The data was paid for with Stop Titan funding and looks at projected adverse health effects from May to September, when ozone formation is already at its peak.
Geoff Gisler is the staff attorney for the Southern Environmental Law Center.
“There would be 530 incidents of people having respiratory problems—asthma attacks, those sorts of things. There would be 160 kids that would have to stay home from school or have to miss camp in the summer.”
After last week’s presentation, Titan America released its response to the study, including a handful of objections. First, the company notes that the study uses the plant’s maximum potential to emit listed in Titan’s draft air permit with the Division of Air Quality or DAQ.
Carolinas Cement General Manager Bob Odom says that the maximum amount isn’t an accurate depiction of what the plant’s emission levels will actually be.
“We could be down a month, a couple of weeks here, a couple of weeks there, to pull maintenance on the plant. And also, if the economy is not as strong, like it’s not strong right now, the plant may not be running full time either.”
Gisler says if Titan did list higher levels than what the company expects to emit annually, then the draft air permit is illegal because it violates the Clean Air Act.
But DAQ Spokesperson Tom Mather says that’s simply not the case and having Titan list its maximum is standard practice for the agency.
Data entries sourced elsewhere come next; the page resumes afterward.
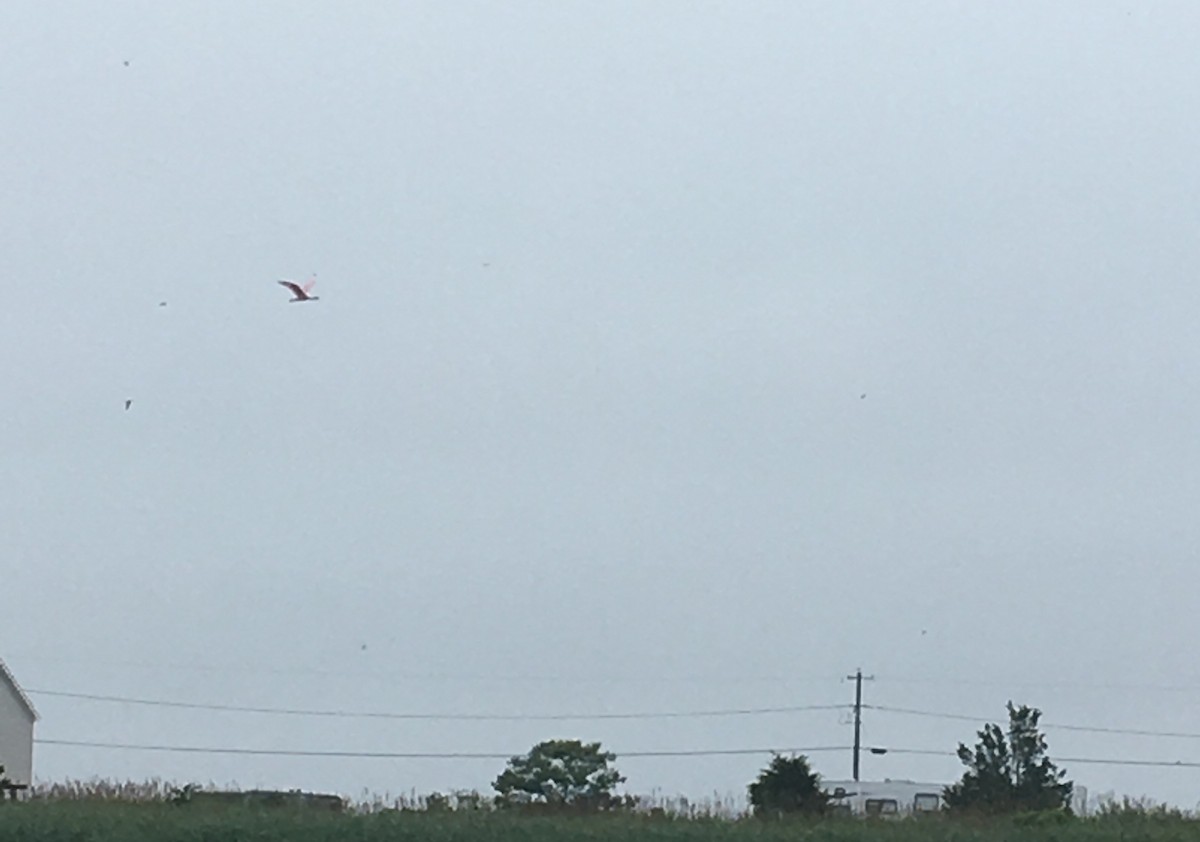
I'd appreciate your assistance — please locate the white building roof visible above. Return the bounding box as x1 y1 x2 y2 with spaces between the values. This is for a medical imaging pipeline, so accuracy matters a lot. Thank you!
0 656 39 721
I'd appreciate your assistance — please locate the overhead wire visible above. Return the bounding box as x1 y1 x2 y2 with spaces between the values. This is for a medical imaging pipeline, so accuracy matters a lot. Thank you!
26 688 847 721
34 739 853 759
874 675 1200 694
867 704 1200 740
29 686 1200 771
35 739 1200 769
28 688 1200 738
8 654 843 684
880 747 1200 769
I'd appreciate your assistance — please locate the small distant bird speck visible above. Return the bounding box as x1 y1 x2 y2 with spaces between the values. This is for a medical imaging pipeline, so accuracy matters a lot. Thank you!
123 60 130 67
278 276 319 302
860 393 867 399
159 301 167 307
125 399 132 411
360 644 367 651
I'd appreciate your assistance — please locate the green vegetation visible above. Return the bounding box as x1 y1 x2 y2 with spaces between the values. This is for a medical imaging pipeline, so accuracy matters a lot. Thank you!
3 798 1200 842
493 739 625 808
747 754 829 817
944 702 1073 815
0 706 1189 840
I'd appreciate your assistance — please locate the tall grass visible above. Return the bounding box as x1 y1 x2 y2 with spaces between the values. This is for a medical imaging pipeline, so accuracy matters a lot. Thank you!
26 778 750 818
4 803 1200 842
3 780 1199 842
30 778 179 802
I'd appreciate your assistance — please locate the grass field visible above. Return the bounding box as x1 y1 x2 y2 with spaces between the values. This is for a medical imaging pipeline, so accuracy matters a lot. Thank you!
3 801 1200 842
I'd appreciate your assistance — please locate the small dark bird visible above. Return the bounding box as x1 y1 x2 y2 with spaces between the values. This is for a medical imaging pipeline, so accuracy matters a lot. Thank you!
123 60 130 67
278 276 318 302
159 301 167 307
860 394 867 399
125 399 132 410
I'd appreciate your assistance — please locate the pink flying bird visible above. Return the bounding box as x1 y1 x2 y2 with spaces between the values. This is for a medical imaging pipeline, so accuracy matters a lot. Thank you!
278 275 319 302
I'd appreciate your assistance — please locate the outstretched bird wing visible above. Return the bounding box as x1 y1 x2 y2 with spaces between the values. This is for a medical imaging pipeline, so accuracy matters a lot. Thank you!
301 276 317 293
278 280 305 298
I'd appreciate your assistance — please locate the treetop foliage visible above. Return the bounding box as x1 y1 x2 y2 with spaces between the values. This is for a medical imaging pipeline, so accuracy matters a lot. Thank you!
747 754 830 817
943 702 1073 815
492 739 625 809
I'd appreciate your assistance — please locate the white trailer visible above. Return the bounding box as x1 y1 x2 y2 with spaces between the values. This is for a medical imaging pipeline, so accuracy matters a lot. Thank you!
823 779 1089 817
822 779 946 817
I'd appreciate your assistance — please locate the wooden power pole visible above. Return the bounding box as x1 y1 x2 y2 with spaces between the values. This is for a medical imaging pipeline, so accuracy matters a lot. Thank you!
847 668 874 781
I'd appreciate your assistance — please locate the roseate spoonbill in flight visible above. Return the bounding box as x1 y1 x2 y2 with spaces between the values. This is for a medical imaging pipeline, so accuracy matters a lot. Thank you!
278 276 319 302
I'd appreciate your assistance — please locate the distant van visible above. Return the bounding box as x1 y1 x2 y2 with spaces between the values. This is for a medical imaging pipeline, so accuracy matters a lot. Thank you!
822 780 945 818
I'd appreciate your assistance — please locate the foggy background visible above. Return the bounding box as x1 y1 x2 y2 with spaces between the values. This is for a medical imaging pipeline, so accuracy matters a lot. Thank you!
3 0 1200 810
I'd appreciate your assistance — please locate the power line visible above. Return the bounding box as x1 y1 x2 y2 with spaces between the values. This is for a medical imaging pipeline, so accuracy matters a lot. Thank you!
1053 757 1200 769
881 747 1200 769
16 655 1200 693
875 675 1200 694
38 687 1200 737
869 704 1200 740
35 739 1200 769
33 687 1200 739
34 741 510 759
9 654 842 684
34 739 852 759
26 688 846 722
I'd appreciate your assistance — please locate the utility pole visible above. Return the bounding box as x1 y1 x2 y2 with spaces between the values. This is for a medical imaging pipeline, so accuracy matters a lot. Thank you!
846 668 874 781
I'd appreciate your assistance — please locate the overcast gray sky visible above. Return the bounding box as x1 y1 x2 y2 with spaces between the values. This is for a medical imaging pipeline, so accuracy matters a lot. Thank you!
4 0 1200 810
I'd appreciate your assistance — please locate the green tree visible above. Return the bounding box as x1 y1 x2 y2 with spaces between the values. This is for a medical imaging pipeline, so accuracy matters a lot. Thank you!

“Typically, the levels that would be potentially allowed in a permit are much higher than actual emissions. And that’s true of any facility across the state.”
Mather also points out that the DAQ doesn’t evaluate permit applications based on projected healthcare costs; the agency uses federal guidelines from the EPA specifying emission limits.
Another area of contention involves whether or not the ICF International study was peer-reviewed. Odom, with Carolinas Cement, says outside experts should have been consulted, while Gisler, with the Southern Environmental Law Center, says the study uses peer-reviewed data models approved by the EPA.
“That there wasn’t an external peer review of the numbers is really a tangent because the models themselves have been extensively peer-reviewed. So, it’s a distraction.”
Odom and Gisler are also divided on whether the study should have considered possible upcoming changes at other polluting companies in the area since the EPA lowered its limits on sulfur dioxide emissions in 2010.
New Hanover County is still waiting to hear from the federal agency regarding its attainment status of those new limits. Bob Odom:
“The report did not account for reductions in emissions due to proposed changes in existing sources, also. Because the rules are tightening up, people who are here already are going to have to make changes to come into compliance with new rules coming down the pike.”
With the county’s attainment status under scrutiny, Gisler says that any additional emissions would be disconcerting.
So, what’s to come of all this? What’s next in this more than three-year community debate on whether or not Titan should set up shop?
Geoff Gisler: “What we’re hoping to do is help policymakers make decisions—there are still decisions that have to be made at the local and state level. You know, we hope it will inform the public and spark a real discussion about whether or not those health effects are acceptable.”
And Bob Odom: “The goal is to hire as many people from this area as possible, and we’ll be paying taxes. But, we will meet all the rules and regulations and once we’re here, people are going to say, ‘We don’t even know you’re here.’”
As company officials and Stop Titan organizers continue to hash out their opposing views, both sides are waiting to hear a final verdict on the company’s state air permit application. If that green light comes through, work will begin on another batch of permits with the Army Corps of Engineers.
Word from the state DAQ could come any day now.